The Commission's finding supports its conclusion that plaintiff is entitled to compensation for total permanent disability pursuant to G.S. § 97-29. Our courts have held that where a claimant is rendered totally unable to earn wages, partially as a result of a compensable injury and partially as a result of a non-work-related medical condition, the claimant is entitled to an award for total disability under G.S. § 97-29. Weaver v. Swedish Imports Maintenance, Inc., 319 N.C. 243, 354 S.E.2d 477 (1987); Errante v. Cumberland County Solid Waste Management, 106 N.C.App. 114, 415 S.E.2d 583 (1992).
In the alternative, defendants contend that the Commission should have apportioned the award of compensation. Apportionment of an award of compensation for permanent total disability has been allowed by our courts where, as here, only a portion of a claimant's total disability is caused by the compensable injury and a portion is caused by a non-work-related infirmity, *346 which is neither accelerated nor aggravated by the compensable injury. Weaver, 319 N.C. 243, 354 S.E.2d 477; Errante, 106 N.C.App. 114, 415 S.E.2d 583; Gray v. Carolina Freight Carriers, Inc., 105 N.C.App. 480, 414 S.E.2d 102 (1992). However, even in such cases, apportionment is not proper where the evidence before the Commission renders an attempt at apportionment between work-related and non-work-related causes speculative, Harrell v. Harriet & Henderson Yarns, 314 N.C. 566, 336 S.E.2d 47 (1985); or where there is no evidence attributing a percentage of the claimant's total incapacity to her compensable injury, and a percentage to the non-compensable condition. Errante, 106 N.C.App. 114, 415 S.E.2d 583.

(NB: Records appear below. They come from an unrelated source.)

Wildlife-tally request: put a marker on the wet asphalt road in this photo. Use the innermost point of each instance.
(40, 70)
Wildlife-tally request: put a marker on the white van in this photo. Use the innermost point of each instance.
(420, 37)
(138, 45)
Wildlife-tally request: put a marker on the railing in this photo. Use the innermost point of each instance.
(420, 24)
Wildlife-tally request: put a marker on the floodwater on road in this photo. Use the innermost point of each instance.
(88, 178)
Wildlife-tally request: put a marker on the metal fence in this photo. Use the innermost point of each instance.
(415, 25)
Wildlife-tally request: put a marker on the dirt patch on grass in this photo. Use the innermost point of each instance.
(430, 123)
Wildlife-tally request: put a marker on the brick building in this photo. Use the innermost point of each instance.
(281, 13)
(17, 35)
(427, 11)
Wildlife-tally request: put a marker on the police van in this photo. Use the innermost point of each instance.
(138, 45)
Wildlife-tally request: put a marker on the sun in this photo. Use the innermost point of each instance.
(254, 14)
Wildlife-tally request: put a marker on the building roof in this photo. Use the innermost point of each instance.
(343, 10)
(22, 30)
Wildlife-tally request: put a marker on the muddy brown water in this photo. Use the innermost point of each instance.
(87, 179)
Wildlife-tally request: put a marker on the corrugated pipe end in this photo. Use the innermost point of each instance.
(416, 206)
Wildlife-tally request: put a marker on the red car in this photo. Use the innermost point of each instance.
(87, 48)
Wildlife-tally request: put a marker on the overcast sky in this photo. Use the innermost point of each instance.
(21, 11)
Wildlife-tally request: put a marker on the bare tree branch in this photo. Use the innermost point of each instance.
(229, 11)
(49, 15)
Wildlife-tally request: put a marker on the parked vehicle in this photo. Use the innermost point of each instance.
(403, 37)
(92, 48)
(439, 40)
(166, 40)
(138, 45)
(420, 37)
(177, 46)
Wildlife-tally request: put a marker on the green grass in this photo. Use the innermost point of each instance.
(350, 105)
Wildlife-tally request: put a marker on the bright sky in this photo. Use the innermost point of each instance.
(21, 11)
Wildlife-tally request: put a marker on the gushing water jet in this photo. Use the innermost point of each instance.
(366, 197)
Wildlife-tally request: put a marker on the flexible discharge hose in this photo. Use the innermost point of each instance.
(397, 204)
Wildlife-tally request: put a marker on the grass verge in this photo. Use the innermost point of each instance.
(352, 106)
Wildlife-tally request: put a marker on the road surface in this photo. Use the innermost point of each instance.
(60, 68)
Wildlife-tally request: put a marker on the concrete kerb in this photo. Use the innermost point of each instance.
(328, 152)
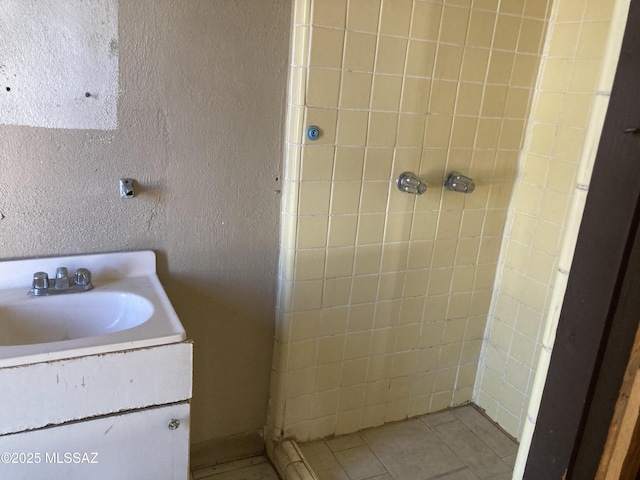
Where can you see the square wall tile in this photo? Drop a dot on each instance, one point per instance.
(326, 47)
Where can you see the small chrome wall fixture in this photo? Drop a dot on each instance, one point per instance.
(456, 182)
(409, 182)
(126, 188)
(313, 132)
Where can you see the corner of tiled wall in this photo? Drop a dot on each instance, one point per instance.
(539, 214)
(383, 296)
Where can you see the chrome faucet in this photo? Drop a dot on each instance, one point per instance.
(42, 285)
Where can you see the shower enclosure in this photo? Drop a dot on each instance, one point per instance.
(394, 305)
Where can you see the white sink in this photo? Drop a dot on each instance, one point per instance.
(29, 320)
(127, 308)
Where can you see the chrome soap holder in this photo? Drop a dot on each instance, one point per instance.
(409, 182)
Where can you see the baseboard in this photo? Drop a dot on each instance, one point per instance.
(226, 449)
(289, 461)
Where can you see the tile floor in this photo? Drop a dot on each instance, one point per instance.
(457, 444)
(256, 468)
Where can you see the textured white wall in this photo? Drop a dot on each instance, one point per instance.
(200, 109)
(59, 63)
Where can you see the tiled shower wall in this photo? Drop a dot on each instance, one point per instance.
(384, 296)
(539, 213)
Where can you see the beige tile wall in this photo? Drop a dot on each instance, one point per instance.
(384, 296)
(539, 211)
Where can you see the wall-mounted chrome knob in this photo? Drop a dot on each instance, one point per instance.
(456, 182)
(408, 182)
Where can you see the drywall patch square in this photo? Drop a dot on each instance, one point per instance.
(59, 63)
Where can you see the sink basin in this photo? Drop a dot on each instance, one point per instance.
(127, 308)
(71, 316)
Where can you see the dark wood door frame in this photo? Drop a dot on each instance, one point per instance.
(601, 310)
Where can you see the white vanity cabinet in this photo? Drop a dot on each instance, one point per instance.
(121, 415)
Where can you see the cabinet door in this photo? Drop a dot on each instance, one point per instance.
(146, 444)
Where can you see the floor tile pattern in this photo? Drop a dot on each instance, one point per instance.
(456, 444)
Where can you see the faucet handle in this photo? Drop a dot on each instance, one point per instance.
(62, 278)
(40, 281)
(82, 277)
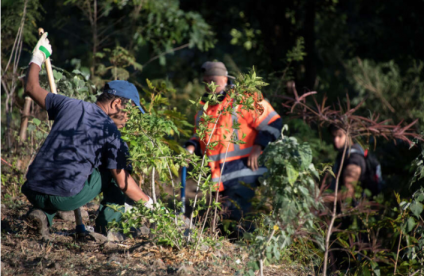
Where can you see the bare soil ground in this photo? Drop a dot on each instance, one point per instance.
(23, 252)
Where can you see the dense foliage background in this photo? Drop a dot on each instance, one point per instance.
(356, 49)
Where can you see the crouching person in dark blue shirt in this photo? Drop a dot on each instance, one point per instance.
(83, 155)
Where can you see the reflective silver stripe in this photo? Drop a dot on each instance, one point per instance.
(238, 152)
(240, 173)
(352, 150)
(263, 126)
(234, 117)
(275, 132)
(199, 115)
(267, 119)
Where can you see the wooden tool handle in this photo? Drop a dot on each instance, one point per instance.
(49, 70)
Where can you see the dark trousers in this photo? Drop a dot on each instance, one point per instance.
(236, 199)
(97, 182)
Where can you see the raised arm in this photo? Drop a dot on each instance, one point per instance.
(41, 52)
(127, 184)
(33, 88)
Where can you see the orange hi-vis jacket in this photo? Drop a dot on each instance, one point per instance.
(250, 123)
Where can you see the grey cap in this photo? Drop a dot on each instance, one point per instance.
(215, 68)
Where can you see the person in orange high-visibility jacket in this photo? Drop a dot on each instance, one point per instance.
(236, 170)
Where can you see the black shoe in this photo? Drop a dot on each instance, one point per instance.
(39, 221)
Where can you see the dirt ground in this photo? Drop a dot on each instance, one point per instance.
(23, 252)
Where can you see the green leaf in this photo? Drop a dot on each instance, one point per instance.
(376, 268)
(305, 153)
(205, 107)
(292, 174)
(36, 121)
(416, 208)
(411, 224)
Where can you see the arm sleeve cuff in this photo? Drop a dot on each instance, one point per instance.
(196, 145)
(264, 137)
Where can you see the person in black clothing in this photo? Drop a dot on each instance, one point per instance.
(354, 165)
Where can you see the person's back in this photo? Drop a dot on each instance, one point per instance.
(82, 138)
(83, 154)
(354, 165)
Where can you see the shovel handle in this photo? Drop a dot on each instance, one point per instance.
(49, 69)
(183, 185)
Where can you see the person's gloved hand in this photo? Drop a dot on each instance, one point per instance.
(42, 51)
(149, 204)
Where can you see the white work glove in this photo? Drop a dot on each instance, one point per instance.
(149, 204)
(42, 51)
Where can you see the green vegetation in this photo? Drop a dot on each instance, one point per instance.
(347, 51)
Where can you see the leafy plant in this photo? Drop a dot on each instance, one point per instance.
(290, 185)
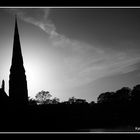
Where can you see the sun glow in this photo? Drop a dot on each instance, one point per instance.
(34, 74)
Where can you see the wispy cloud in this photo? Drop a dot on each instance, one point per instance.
(82, 62)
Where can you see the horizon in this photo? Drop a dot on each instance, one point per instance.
(73, 52)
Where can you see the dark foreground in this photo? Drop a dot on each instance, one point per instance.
(68, 118)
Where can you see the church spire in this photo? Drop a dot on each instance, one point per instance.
(18, 92)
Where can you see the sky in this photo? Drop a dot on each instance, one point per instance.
(80, 52)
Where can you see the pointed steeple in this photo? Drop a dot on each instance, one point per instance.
(17, 58)
(18, 92)
(3, 85)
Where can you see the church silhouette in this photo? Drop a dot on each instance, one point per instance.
(18, 92)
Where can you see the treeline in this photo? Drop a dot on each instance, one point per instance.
(44, 113)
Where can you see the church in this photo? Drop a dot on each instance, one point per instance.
(18, 92)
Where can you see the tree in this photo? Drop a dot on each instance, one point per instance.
(135, 94)
(55, 100)
(43, 97)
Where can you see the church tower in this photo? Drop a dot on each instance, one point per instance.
(18, 92)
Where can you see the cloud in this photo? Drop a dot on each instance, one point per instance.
(82, 62)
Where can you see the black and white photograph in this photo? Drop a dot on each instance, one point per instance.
(70, 69)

Though Dr. Gilbert assigned plaintiff a twenty percent permanent partial disability rating for both arms, the rating does not address the question of what percentage of her total disability to earn wages was attributable to her compensable arm and shoulder injury and what percentage was attributable to her non-compensable osteoarthritic condition. Thus, there was no evidence from which the Commission could apportion the award and plaintiff is entitled to full compensation for her total and permanent disability. Harrell, 314 N.C. 566, 336 S.E.2d 47; Errante, 106 N.C.App. 114, 415 S.E.2d 583.
ARNOLD, C.J., and EAGLES, J., concur.